Keys
The last piece of work I want to talk is the key management.
Currently key are created by two methods
-
get_free_key
look at all the current key and increment of 1. -
calc_tasks
construct key from an offset and increment 1 for each new key.
keys are distributed by two methods
-
_run_id
use modulocomm.rank == key % comm.size
-
add
use the rank of minimal occupationnp.argmin(size_per_rank)
First the code is not consistent. Second the conjunction of get_free_key
and _mpi_distribute
create an odd distribution of keys among rank.
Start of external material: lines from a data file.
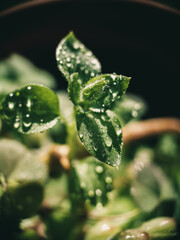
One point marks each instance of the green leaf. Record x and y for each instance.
(31, 109)
(66, 106)
(72, 56)
(129, 108)
(151, 189)
(11, 152)
(101, 135)
(100, 92)
(74, 88)
(19, 71)
(94, 187)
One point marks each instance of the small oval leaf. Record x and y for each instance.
(31, 109)
(101, 135)
(95, 187)
(72, 56)
(129, 108)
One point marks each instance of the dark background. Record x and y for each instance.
(136, 38)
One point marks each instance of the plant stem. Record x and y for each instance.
(142, 129)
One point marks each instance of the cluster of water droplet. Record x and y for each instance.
(72, 56)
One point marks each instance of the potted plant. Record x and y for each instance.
(51, 188)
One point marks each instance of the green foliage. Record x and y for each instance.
(54, 191)
(73, 57)
(98, 128)
(93, 188)
(31, 109)
(17, 71)
(129, 108)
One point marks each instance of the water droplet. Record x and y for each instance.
(103, 118)
(89, 53)
(99, 205)
(11, 105)
(99, 169)
(91, 193)
(80, 135)
(115, 94)
(118, 130)
(98, 192)
(82, 68)
(27, 125)
(94, 62)
(108, 180)
(28, 103)
(83, 185)
(113, 76)
(16, 124)
(68, 59)
(108, 141)
(92, 74)
(76, 45)
(81, 46)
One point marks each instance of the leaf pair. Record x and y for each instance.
(93, 96)
(31, 109)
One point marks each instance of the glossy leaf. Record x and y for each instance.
(72, 56)
(31, 109)
(100, 92)
(11, 152)
(151, 189)
(101, 135)
(129, 108)
(74, 88)
(94, 187)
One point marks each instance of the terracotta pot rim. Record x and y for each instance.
(35, 3)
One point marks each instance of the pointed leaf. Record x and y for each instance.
(100, 92)
(72, 56)
(101, 135)
(94, 187)
(129, 108)
(31, 109)
(74, 88)
(151, 189)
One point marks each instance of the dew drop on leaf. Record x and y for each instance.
(98, 192)
(99, 169)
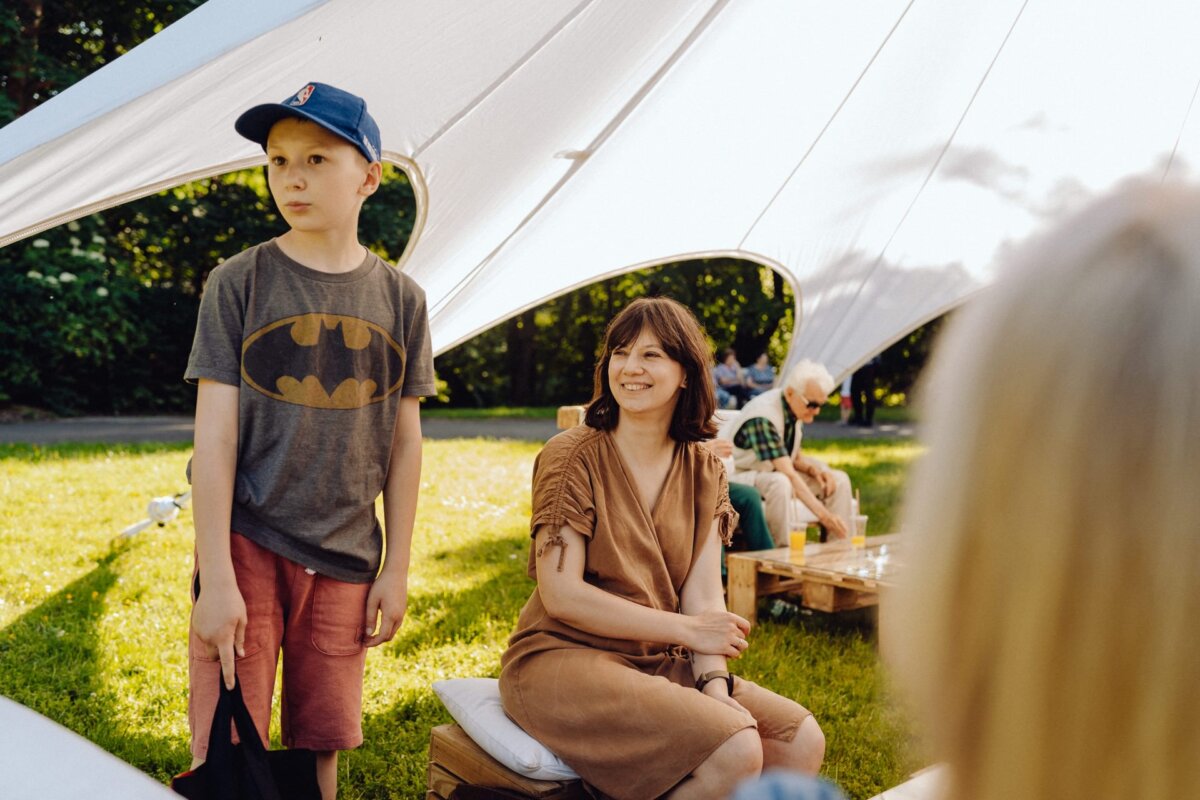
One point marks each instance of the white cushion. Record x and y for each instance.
(474, 703)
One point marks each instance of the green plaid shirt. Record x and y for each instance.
(759, 434)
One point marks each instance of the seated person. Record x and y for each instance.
(767, 455)
(731, 388)
(760, 376)
(619, 660)
(755, 535)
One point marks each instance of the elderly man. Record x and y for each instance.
(767, 435)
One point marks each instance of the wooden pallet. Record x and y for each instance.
(456, 759)
(820, 581)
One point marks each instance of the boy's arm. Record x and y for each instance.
(219, 617)
(388, 599)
I see different ways to solve the problem
-
key
are distributed by using their respective value (from example by usingcomm.rank == key % comm.size
). To obtain an even distribution we need to keep track of the "hole" in the key sequence when an key is remove. This is the solution I have implemented in the old branch backcompatible. This method work well if each time we remove some keys we add more keys after (more key than hole). Now this happen every time by construction of the code but I can imagine some way in the futur where this is False. -
key
values are unrelated to their distribution. Then we use a minimizer like inadd
to attribute tasks to the best ranks. This method always give the best distribution. We can build the minimizer by doing MPI communications or by tracking the distribution (without communication, what I have done in my old personal "tkwant"). - We want an "adaptative" methode where key are moved between rank depending on the working weight. This is more complex and need method to evaluate the computational time and move tasks.
Last I want to make the creation of time dependent bound stat parallel. It can be done in few line but this will depend on the way we attribute key.
I prefer to method 2. because it is more general and flexible. But other also have there pro and con.
What do you think ?